We decided to follow up our list of 2017 Best Custom Motorcycles with a cafes-only list. Some of these were real darlings of social media, accruing thousands of likes on Facebook and Instagram, while others can boast “long legs,” continue to garner traffic month after month.Without further ado, here are the BikeBound Best Cafe Racers of 2017, presented in alphabetical order by builder.
8Tech Racing wanted to see how sporty they could make a K-series build. The numbers alone speak for themselves — the duo managed to shed 67 kilograms from the bike’s wet weight…more than 147 pounds! Add Wilbers-tuned suspension, supersport rubber, bigger brakes, and an array of intake/exhaust modifications, and this has to be one of the sportiest K-series bikes ever created.
Bold Motorcycles of Sertã, Portugal, is located in the middle of the country’s longest and most mythical road, the Nacional 2. The two-man crew of Pedro and João have built this 1996 CB500 cafe racer out of their home garage — dubbed “B001” — and what an incredible job they have done. They are hoping their brand and builds will help foster a greater custom motorcycle scene in their area — we can’t think of a better way.
“The XS is a Rolls Royce with a blown Chrysler Hemi motor…” So said Cycle Magazine of the Yamaha XS1100, aka the XS Eleven or XS11. Enter Shawn Coffill of Campbell River, British Columbia, who brought the full potential out of a mighty XS, building a muscular, even brutal XS1100 cafe racer. Shawn, working in a CNC shop, was able to fabricate many of the bike’s pieces one-off, including top triple, motor mounts, headlight brackets, and even the velocity stacks.
One of the main issues with stripping down modern sport bikes is their boxy frames, which are meant to be hidden beneath plastic fairings. With Catharina II, Lucca Customs — based on the Brazilian island of Florianópolis — circumvented this problem entirely. This 250cc cafe racer boasts an entirely hand-crafted frame.
The Honda CX500 is experiencing a big renaissance these days. Who would have thought that the “plastic maggot” would become the darling of custom builders the world over? This particular specimen is the work of LV Custom Motorcycle Bodywork, a workshop founded in southwest London (Morden) by fiances Ludo and Clarisse, who specialize in customization and services such as bodywork, paintwork, saddlery, airbrush, and more.

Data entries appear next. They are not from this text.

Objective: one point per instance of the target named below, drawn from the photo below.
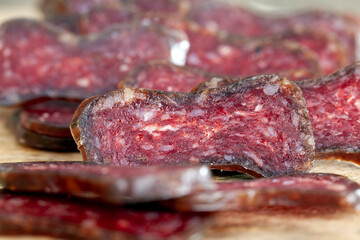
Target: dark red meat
(71, 219)
(50, 118)
(116, 185)
(42, 141)
(260, 123)
(54, 8)
(329, 50)
(334, 108)
(165, 76)
(305, 191)
(39, 60)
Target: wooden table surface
(227, 225)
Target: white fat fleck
(240, 113)
(179, 52)
(258, 108)
(357, 104)
(7, 52)
(196, 113)
(270, 132)
(124, 68)
(151, 128)
(253, 156)
(148, 115)
(295, 119)
(288, 182)
(168, 127)
(311, 141)
(225, 50)
(83, 82)
(166, 148)
(129, 95)
(271, 89)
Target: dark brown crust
(286, 87)
(114, 185)
(35, 140)
(294, 193)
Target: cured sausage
(56, 64)
(116, 185)
(71, 219)
(327, 192)
(160, 75)
(260, 123)
(334, 108)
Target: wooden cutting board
(226, 225)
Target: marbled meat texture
(70, 219)
(34, 139)
(39, 60)
(116, 185)
(260, 123)
(159, 75)
(327, 192)
(245, 23)
(51, 118)
(334, 108)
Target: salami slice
(50, 118)
(334, 108)
(328, 192)
(56, 64)
(55, 8)
(117, 185)
(71, 219)
(160, 75)
(260, 123)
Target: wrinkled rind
(81, 126)
(88, 65)
(114, 185)
(42, 215)
(309, 87)
(40, 141)
(328, 192)
(50, 118)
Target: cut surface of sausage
(72, 219)
(116, 185)
(260, 123)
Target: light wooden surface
(228, 225)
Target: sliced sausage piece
(327, 192)
(39, 60)
(260, 123)
(334, 108)
(41, 215)
(160, 75)
(117, 185)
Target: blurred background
(28, 8)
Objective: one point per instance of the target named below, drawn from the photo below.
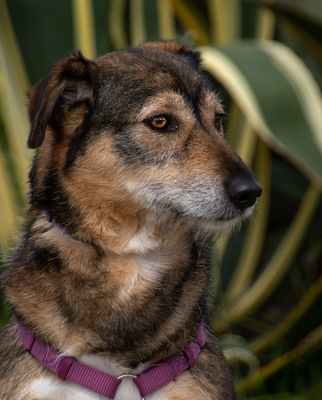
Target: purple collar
(68, 368)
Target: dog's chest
(53, 389)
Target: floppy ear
(68, 85)
(176, 48)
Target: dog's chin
(221, 225)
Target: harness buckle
(128, 375)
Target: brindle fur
(126, 279)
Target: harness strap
(68, 368)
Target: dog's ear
(176, 48)
(68, 85)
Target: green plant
(265, 58)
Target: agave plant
(264, 57)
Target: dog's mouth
(202, 206)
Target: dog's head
(134, 135)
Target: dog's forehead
(141, 73)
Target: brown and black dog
(131, 166)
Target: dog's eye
(159, 122)
(218, 121)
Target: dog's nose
(244, 191)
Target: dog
(108, 281)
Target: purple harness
(68, 368)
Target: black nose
(244, 191)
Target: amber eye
(159, 122)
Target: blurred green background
(264, 58)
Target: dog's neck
(113, 300)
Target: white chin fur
(224, 226)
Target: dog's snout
(244, 191)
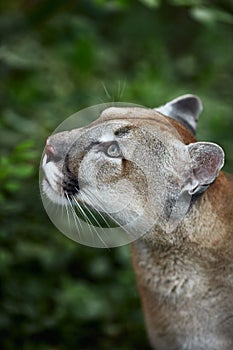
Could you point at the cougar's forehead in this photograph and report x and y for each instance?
(139, 117)
(134, 113)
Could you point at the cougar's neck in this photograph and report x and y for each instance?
(207, 225)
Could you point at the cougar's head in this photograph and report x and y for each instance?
(133, 168)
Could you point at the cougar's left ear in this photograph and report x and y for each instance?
(184, 109)
(207, 159)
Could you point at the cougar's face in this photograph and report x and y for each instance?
(128, 166)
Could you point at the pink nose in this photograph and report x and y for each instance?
(50, 152)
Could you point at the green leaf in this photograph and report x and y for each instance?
(211, 15)
(151, 3)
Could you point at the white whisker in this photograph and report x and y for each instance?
(88, 221)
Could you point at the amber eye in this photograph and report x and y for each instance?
(113, 150)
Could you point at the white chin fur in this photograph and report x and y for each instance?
(53, 195)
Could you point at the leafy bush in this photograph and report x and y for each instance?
(59, 57)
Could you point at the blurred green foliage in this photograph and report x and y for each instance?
(56, 58)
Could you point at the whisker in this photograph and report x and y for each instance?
(90, 225)
(89, 194)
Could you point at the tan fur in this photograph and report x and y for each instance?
(186, 287)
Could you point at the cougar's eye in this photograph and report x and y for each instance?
(113, 150)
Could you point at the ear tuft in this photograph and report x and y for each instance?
(184, 109)
(207, 160)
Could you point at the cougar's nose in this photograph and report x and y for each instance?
(50, 151)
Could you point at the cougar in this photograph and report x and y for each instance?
(144, 169)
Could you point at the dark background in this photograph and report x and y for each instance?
(57, 57)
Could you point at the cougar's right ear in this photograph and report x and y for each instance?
(207, 159)
(184, 109)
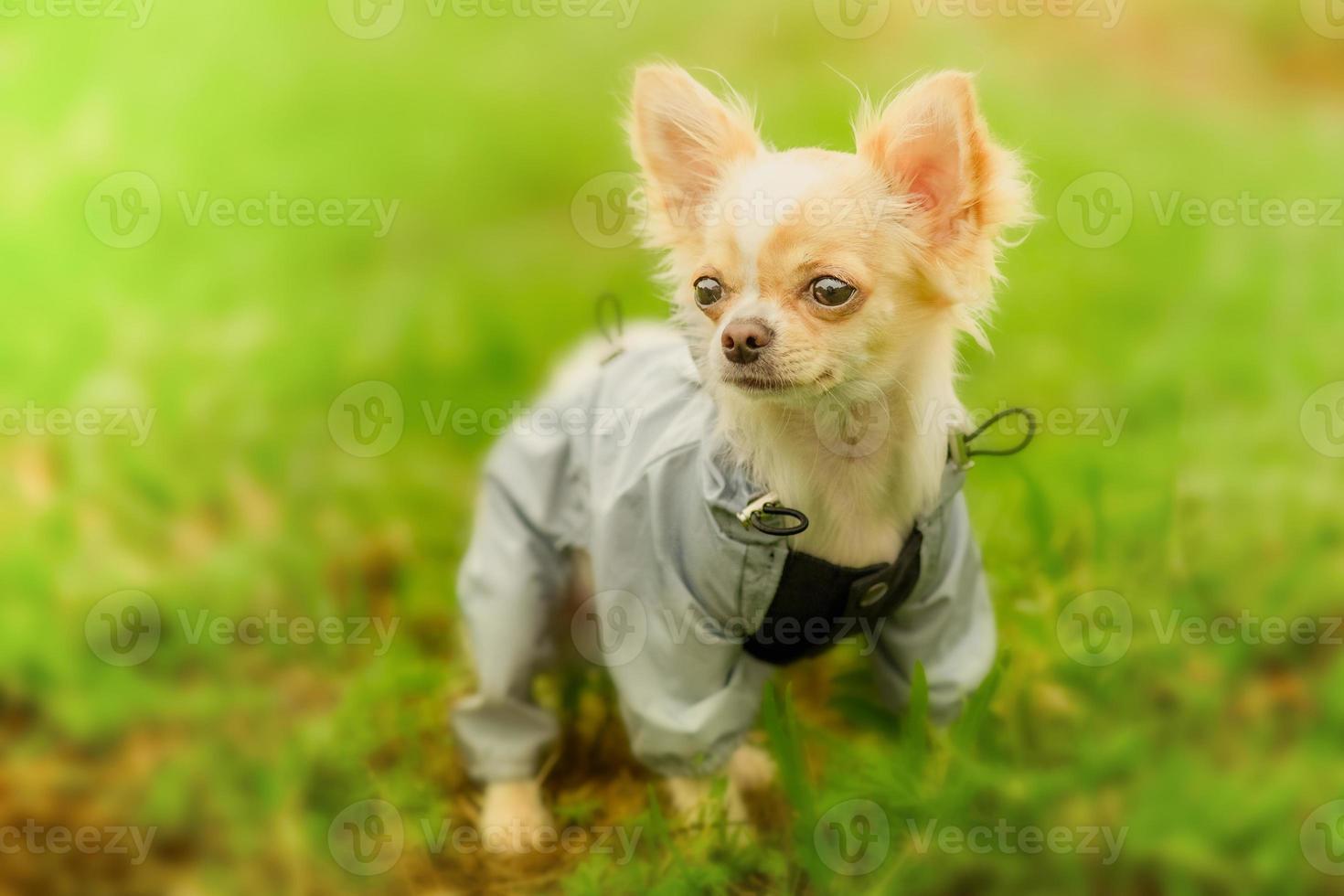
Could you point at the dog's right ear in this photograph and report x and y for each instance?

The Suzuki GS500 — an entry-level midsize street bike — is hardly thought of as racy or sexy. However, these bikes can be had for next to nothing these days. Sjoerd Veenstra of Motolifestyle decided to build a “low budget!” cafe racer on the platform. “It’s not about a badass custom. But more how you can build simply a unique bike out of a dime a dozen 90’s motorcycle with a low budget.” That idea ended up being hugely popular among our readers, making this one of the Top 10 Cafe Racers of 2017!
Flavio Vianna of Brazil’s Mr. Ride recently completed an internship with none other than Kaichiroh Kurosu of Cherry’s Company in Tokyo. Upon returning home, he knew his first cafe racer project would need to be challenging and flawless to stand out in the Brazilian custom scene. Enter the Kawasaki Ninja 250R, Big Green’s flyweight sport bike. This 30-hp, liquid twin has long been lauded for keen handling and surprising pep, but it’s a rare platform for customization. Any modern sport bike certainly presents challenges for the custom builder, given the frame design. Flavio took those challenges in stride, creating a modern cafe racer that punches well above its weight class.
The Sallings clan of Arkansas are quite the motorcycle family. Patriarch Jan Sallings of JMS Customs has six sons and two daughters-in-law who ride. We have featured Kat Sallings’s Honda CB175 cafe racer, as well as son Sean Sallings’s Honda CL350 brat. Recently, the family made the cover of Cafe Racer magazine, with Jeanie Sallings and her 1964 Honda CB160 cafe racer, “Luna,” taking center stage. This was quite the special build, with Jeanie working closely with Jan, learning every square inch of the bike.
In France, postal workers delivered the mail on yellow Mobylettes. Our friend Pepo Rossell of Spain’s XTR Pepo set out to customize a 1975 Moby SP90 — a “street” version of the Campera line, calling the bike “PTT” — the acronym of the French postal service. As with most of his builds, Pepo took inspiration from the endurance racers of the 1970s, with XTR clipons, Regina gold chain, modified SP90 fuel tank, and incredible XTR custom bodywork painted by Pintumoto, including the front fairing and solo seat.
What if there had been a postwar cafe racer culture that originated in Japan instead of the UK? This was the question that builder Scott Wilson asked himself. Scott, a fan of Quentin Tarantino’s films, decided to create a bike inspired by the legendary samurai sword-maker Hattori Hanzo, as portrayed in Kill Bill. The result is “Shinobi” — the Japanese word for male ninja — a 1974 Honda CB450 cafe racer that might well have sprung from a parallel universe in which cafe racer culture evolved in the islands of Japan instead of England.